Appointed councilman, Cook vows to listen

— The Happenings in the town of Berne NY,

Jim Cook is sworn in at the Berne Town Board meeting on Feb. 8. Cook will replace Councilman Wayne Emory, who resigned earlier this year.

BERNE — A quarter of a century ago, Jim Cook served on the committee that drafted Berne’s first comprehensive plan. This month, he was appointed to the town board.

He wants to bring more businesses to the town and he stressed his desire to be open with the public.

“I really want folks to call me...if they think something’s going on,” Cook told The Enterprise. “That’s the main part of the job.”

Cook was appointed on Feb. 8 to fill the seat of Councilman Wayne Emory, who had resigned effectively on Jan. 31.

“Wayne didn’t want the last year to be someone who isn’t here the whole time,” said Supervisor Kevin Crosier.

Emory was to serve a term ending on Dec. 31, 2018. He could not be reached for comment.

Crosier praised Cook as someone who had worked on the town’s comprehensive plan and is a Vietnam veteran.

Cook has lived in Berne for about 35 years. He told The Enterprise that he had served for four years on the committee, chaired by Robert Mohr, that drafted the town's original 1992 comprehensive plan. More recently, Cook chaired, for three-and-a--half years, the Comprehensive Plan Review Committee, which updated the original plan.

His time on the committee gave him the opportunity to research subjects such as hydraulic fracturing and renewable energy.

Cook, a member of the town’s Democratic Committee, said there had been a discussion of who could take Emory’s place at one of the meetings. Emory himself is an enrolled Democrat, as are the other town board members.

“Next thing I knew, they were talking about me,” said Cook, “And I said, ‘OK.’”

Cook said he hasn’t made a decision of whether he will run for office yet, but he added that he has experience with campaigning for previous candidates, petitioning, and reaching out to local youth.

He said he would like to work toward local self-improvement, building on his past experiences and present ones. He would like to move forward with projects at Switzkill Farm, he said.

“A successful Switzkill Farm will certainly reflect on Berne’s ability,” he said.

He also spoke of addressing issues such as a lack of businesses and activities in town.

“There are not a lot of businesses in Berne,” he said. “There are needs for jobs and activities.”

He said Berne suffers from a geographic location that is closed off from other areas.

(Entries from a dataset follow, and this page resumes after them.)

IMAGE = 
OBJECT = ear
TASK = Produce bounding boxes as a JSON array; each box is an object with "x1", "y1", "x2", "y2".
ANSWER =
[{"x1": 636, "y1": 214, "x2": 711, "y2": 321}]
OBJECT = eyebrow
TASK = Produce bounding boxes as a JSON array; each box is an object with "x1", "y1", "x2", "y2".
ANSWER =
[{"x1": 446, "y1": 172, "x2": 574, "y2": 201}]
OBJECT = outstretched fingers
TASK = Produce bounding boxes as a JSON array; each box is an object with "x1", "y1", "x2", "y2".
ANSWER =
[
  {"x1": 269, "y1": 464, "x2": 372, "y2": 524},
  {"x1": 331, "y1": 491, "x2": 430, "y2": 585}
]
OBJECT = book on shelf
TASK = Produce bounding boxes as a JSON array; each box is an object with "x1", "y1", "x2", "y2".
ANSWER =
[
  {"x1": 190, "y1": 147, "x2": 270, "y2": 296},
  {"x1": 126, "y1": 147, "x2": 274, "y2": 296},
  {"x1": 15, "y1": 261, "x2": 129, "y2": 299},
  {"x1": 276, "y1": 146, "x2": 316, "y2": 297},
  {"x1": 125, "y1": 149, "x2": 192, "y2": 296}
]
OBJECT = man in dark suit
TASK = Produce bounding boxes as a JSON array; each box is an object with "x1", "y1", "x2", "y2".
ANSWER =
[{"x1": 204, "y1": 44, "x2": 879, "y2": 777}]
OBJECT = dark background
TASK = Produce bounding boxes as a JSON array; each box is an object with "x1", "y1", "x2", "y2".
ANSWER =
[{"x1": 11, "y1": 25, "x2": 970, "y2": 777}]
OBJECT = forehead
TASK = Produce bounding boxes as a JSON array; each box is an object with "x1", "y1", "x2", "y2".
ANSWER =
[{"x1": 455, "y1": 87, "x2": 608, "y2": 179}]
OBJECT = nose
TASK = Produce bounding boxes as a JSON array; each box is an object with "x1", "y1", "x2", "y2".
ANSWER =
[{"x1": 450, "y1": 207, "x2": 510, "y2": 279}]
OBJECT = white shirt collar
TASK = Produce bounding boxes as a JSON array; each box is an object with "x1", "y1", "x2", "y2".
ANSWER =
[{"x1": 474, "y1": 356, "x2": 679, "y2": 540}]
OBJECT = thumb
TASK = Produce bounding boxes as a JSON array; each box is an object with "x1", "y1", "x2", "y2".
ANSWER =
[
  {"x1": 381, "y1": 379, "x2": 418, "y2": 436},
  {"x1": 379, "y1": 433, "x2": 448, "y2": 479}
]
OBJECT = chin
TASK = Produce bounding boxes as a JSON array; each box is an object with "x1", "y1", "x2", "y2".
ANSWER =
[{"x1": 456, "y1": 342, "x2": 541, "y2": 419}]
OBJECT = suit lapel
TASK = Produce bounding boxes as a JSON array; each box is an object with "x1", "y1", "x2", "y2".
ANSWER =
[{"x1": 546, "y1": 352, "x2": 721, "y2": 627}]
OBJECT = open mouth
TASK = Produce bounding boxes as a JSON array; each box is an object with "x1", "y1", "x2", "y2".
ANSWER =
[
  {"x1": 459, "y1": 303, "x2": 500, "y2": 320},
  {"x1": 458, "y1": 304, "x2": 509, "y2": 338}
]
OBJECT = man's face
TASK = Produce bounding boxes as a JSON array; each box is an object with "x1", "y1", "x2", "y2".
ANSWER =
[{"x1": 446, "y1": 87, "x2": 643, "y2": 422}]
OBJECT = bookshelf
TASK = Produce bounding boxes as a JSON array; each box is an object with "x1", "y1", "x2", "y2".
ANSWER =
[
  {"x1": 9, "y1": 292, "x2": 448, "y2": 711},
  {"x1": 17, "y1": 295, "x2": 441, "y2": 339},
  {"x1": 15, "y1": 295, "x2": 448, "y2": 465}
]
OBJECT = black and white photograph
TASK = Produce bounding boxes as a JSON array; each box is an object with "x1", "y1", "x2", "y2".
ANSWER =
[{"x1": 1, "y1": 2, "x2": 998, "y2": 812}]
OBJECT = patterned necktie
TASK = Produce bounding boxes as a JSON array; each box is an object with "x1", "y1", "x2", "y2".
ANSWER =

Still, he said, issues such as poverty are farther-reaching than the town.

“It is obviously a state and national issue as well,” he said.

He said earlier that there are some things the town board cannot speak about immediately, and that meetings do not always allow time to have an extensive public discussion, adding that that is why residents can reach out to board members and shouldn’t have to obtain information through Freedom of Information Law requests.

“I want to reach out to folks,” he said. “I want them to feel comfortable talking to me.”

Cook grew up in Albany. He joined the United States Army and served from 1967 until 1968 during the Vietnam War. He described that part of his life as a separate phase, “Like high school, only more dramatic,” he said.

He enrolled in courses at the University at Albany, but later decided it wasn’t for him. He later studied computer programming at a small school where he learned programs such as Fortran and Cobalt. He ended up repairing circuit boards, he said. He is retired from that work now but he and his wife run an antiques business.

Cook said he is interested in both philosophy and history, and enjoys pointing out the parallels of the modern world and the past.

Corrected on Feb. 17, 2017: This story originally said that Jim Cook had chaired the committee that developed Berne's first comprehensive plan in 1992; that committee was actually chaired by Robert Mohr. Cook chaired the committee that more recently revised the 1992 master plan.